-1

I am new to R programming and most of my experience thus far is with using highly structured rectangular data from a .csv or .xlsx. But now I've been handed about 30 spreadsheets of budget data that look like this:

Data starts like this

And in order to work with them, I'd like to get them into a more friendly format (not exactly tidy b/c of the Q1 to Q4 could/should be a single variable -- but I can fix that later with pivot_longer), like this:

Better, more useful format

Searching SO, the closest problem/solution I found was this: R importing semi-unstructured data CSV, but that example contains a series of structured tables that do not require the modification mine does, plus, it is a text file converting to character vectors, and I have Excel workbooks with multiple worksheets (I only need 1 of the sheets).

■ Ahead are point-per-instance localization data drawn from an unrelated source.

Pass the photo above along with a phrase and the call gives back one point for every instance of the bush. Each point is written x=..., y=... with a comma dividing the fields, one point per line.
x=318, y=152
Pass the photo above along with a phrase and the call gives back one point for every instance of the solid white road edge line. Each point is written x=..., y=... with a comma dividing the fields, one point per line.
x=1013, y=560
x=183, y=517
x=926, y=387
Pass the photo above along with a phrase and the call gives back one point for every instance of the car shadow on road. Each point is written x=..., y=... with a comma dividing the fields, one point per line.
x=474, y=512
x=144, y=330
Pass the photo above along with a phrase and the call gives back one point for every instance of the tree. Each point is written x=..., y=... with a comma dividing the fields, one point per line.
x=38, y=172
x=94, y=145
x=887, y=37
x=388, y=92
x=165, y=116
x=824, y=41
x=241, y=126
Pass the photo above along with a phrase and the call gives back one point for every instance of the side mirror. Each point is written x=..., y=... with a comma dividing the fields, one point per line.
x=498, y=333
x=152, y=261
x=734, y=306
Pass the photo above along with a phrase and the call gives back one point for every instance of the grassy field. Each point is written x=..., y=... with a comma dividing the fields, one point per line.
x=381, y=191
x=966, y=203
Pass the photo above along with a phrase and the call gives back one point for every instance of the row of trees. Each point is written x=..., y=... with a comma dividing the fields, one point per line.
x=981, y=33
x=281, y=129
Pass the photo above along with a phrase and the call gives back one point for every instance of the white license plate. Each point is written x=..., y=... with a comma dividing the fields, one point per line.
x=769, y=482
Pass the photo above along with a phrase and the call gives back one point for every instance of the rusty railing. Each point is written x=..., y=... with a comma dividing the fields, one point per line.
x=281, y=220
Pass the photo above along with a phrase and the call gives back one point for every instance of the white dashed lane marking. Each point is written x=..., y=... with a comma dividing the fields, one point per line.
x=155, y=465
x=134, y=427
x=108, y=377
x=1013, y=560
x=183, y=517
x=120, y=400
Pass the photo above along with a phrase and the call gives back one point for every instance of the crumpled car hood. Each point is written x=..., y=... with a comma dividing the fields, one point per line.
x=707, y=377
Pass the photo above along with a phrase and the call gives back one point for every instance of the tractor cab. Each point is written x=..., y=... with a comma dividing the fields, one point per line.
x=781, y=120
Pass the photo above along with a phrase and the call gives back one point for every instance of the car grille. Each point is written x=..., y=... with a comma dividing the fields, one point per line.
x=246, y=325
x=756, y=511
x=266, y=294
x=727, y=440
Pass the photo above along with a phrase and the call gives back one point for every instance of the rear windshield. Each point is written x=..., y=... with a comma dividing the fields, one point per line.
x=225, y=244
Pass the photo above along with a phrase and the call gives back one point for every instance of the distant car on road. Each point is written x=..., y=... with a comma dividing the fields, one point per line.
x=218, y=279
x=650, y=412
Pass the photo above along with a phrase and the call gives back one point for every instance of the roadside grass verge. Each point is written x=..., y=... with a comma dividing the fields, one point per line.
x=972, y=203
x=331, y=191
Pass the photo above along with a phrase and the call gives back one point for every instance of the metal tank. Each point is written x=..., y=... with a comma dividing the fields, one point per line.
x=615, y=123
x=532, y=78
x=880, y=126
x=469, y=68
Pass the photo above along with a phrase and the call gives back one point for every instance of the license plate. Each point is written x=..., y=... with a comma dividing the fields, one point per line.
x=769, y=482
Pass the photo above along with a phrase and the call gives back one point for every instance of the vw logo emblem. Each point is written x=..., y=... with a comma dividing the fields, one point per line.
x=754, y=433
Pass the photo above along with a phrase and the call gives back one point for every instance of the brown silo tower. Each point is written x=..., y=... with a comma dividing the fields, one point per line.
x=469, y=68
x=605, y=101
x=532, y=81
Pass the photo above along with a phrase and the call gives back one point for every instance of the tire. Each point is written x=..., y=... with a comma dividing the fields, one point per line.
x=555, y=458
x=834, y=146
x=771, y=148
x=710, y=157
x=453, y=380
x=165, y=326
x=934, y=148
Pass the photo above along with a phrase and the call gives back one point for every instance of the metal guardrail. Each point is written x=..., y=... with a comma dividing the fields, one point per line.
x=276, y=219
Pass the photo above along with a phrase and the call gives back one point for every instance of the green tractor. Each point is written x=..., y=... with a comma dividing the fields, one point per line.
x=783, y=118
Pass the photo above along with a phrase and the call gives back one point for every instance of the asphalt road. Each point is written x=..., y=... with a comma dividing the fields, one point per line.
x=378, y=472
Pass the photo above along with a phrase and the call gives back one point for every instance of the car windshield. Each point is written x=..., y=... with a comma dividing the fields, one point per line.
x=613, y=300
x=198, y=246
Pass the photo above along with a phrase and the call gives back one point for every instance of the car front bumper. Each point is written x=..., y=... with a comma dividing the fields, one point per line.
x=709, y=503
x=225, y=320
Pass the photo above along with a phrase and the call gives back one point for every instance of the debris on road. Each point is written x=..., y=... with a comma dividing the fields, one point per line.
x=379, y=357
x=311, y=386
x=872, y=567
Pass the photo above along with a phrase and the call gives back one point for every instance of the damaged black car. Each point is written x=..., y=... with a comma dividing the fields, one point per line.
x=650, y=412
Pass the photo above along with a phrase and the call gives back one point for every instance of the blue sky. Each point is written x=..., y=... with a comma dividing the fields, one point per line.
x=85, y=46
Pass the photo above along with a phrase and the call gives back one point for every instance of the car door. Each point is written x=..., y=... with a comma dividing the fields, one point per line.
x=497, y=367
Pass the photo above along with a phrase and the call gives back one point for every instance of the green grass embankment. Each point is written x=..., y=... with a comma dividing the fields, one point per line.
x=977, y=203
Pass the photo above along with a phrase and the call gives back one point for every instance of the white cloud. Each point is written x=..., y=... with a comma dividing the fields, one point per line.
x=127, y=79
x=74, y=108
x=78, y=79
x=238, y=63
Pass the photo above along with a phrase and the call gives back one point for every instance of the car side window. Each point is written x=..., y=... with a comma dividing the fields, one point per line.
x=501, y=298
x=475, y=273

Here's what I've tried so far:

library(tidyverse)
library(xlsx)

# Straight read in the worksheet as-is
df <- read_xlsx(path = "filename.xlsx", sheet = "worksheet", col_names = FALSE)

# Get the location name into its own column, then delete row 1 since it's not needed
df <- df %>%
    mutate(location = df[[1,1]])
df <- df[-c(1),]

# Add a column and initialize it to "empty"
df <- df %>% 
  add_column(budget_type = "empty")
  

# Now loop through the dataframe in Column 1, search for the keyword(s) and place
# them in the last "budget_type" column
for (row in 1:nrow(df)){
  print(df[[row,1]])
  
  if (df[[row,1]] %in% c("Baseline","Scope Changes")){
    budget_type <- df[[row,1]]
  }
  
  if (!is.na(df[[row,1]])){
    if (str_detect(df[[row,1]], "[0-9]{4}") == TRUE){
      df[[row, "budget_type"]] <- budget_type
    }
  }
}

#  ...and from here I could write another loop going from bottom to top seeking
# the categories and placing them in another created column, and finally delete the rows
# that are empty, total rows, or unnecessary header rows.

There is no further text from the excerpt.